Below is my favorite garment in the collection. It’s fun and makes me smile. My companions and I decided this bubbly bubble dress would not work very well for a sit-down dinner. It’s strictly stand-up cocktail attire.
Arnold Scaasi, 1961.
The last portion of the exhibit was devoted to Charles James, which I appreciated because although I was in New York during the last week of the James exhibit at the Metropolitan Museum of Art, I just didn’t have time to go.
This James dress features three different kinds of fabric in similar colors so that it looks different as light hits it at various angles.
Charles James, 1947.
I loved this charming sketch from James because it’s so relatable. It looks like it’s right off a legal pad!
Charles James, 1956.
James was known for his elaborate garment understructures that turned clothing into architecture. The showstopper garment below, along with the rest of the Charles James costumes in the exhibit, is not on a full mannequin like the other displays. This shows how much of the shape is within the garment itself, rather than from the form it is on.
Charles James, 1955.
The room that houses the red dress also had monitors with fascinating computer animations showing flat pattern pieces turning into James’ three-dimensional designs, X-rays showing boning and other structure within dresses, and bisections of dresses to show how skirts are supported.

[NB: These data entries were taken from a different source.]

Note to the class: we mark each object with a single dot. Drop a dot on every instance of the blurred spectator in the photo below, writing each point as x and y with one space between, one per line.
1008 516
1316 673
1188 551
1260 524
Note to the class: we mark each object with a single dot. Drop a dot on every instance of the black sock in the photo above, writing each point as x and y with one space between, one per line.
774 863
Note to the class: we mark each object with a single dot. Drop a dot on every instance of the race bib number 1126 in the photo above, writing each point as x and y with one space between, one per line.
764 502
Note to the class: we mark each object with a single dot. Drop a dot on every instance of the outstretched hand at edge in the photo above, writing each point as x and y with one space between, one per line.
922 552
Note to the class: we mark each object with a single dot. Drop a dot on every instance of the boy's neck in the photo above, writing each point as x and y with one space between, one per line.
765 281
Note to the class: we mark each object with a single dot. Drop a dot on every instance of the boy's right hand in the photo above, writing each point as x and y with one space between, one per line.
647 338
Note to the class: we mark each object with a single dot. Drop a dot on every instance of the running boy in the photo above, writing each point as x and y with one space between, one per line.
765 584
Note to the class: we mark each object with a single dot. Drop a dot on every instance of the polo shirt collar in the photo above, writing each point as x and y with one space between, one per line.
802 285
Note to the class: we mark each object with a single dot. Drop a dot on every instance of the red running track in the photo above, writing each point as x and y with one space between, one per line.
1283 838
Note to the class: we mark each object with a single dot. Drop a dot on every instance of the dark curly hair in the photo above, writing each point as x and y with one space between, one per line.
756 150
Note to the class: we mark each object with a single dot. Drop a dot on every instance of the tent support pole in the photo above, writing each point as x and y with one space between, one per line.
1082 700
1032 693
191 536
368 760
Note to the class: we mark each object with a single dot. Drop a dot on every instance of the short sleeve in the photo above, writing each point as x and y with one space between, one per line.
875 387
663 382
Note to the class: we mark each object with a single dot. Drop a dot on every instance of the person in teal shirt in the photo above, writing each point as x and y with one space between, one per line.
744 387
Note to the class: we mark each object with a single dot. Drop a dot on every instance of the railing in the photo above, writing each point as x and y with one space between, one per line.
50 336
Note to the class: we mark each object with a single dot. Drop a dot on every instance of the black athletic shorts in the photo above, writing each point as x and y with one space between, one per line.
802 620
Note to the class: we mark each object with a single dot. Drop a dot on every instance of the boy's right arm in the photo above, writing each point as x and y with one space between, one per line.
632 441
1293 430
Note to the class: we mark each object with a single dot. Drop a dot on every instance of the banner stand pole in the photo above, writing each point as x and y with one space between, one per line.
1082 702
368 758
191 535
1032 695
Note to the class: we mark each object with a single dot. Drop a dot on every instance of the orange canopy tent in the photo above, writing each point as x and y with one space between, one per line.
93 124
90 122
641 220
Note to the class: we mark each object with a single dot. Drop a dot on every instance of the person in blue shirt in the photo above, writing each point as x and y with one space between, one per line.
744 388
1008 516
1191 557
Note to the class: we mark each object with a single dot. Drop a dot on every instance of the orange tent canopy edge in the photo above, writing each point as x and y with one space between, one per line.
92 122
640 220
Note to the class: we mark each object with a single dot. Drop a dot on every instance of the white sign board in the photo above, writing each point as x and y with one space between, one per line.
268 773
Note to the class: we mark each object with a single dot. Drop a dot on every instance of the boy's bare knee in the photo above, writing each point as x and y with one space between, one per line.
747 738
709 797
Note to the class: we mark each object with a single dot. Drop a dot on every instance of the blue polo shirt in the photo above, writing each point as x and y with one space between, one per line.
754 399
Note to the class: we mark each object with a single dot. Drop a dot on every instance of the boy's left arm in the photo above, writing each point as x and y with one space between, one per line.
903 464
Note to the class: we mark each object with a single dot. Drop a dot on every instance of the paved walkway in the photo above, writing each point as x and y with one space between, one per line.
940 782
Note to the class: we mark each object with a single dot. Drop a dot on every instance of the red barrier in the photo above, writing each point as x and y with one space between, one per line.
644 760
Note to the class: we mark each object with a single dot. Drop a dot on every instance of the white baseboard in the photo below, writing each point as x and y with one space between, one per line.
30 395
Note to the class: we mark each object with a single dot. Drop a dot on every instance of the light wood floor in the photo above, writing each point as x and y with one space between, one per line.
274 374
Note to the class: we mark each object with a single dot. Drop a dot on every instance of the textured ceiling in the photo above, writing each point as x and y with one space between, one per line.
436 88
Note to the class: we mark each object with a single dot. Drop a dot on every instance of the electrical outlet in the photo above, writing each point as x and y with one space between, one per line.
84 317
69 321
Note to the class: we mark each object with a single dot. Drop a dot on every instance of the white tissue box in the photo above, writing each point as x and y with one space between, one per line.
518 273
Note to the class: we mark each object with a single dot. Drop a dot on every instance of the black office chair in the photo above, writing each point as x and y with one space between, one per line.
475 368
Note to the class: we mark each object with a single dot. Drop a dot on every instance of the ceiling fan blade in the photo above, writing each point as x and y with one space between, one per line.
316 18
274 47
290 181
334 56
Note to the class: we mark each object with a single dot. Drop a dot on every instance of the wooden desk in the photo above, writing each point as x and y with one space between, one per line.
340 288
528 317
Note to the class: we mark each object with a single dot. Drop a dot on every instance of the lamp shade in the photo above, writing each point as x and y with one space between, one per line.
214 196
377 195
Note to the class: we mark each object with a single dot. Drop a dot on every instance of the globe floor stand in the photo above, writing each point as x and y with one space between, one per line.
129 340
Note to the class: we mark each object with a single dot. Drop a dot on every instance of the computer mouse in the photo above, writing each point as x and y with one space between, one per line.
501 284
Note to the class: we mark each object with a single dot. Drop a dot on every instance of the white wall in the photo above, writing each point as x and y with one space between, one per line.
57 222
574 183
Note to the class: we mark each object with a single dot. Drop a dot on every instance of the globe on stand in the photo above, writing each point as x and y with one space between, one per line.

As I said, this is just a small portion of the garments on display. I don’t even get into the striking hats and glorious shoes. If you’re a fan of 20th Century fashion and within reasonable distance of San Francisco, it’s worth the trip.
The accompanying 250-page full-color exhibition catalogue, High Style: Masterworks From the Brooklyn Museum Costume Collection, features most of the garments from the exhibit and many, many more. It’s a great deal at only $35.
High Style: The Brooklyn Museum Costume Collection will be on exhibit at San Francisco’s Legion of Honor Museum through July 19, 2015.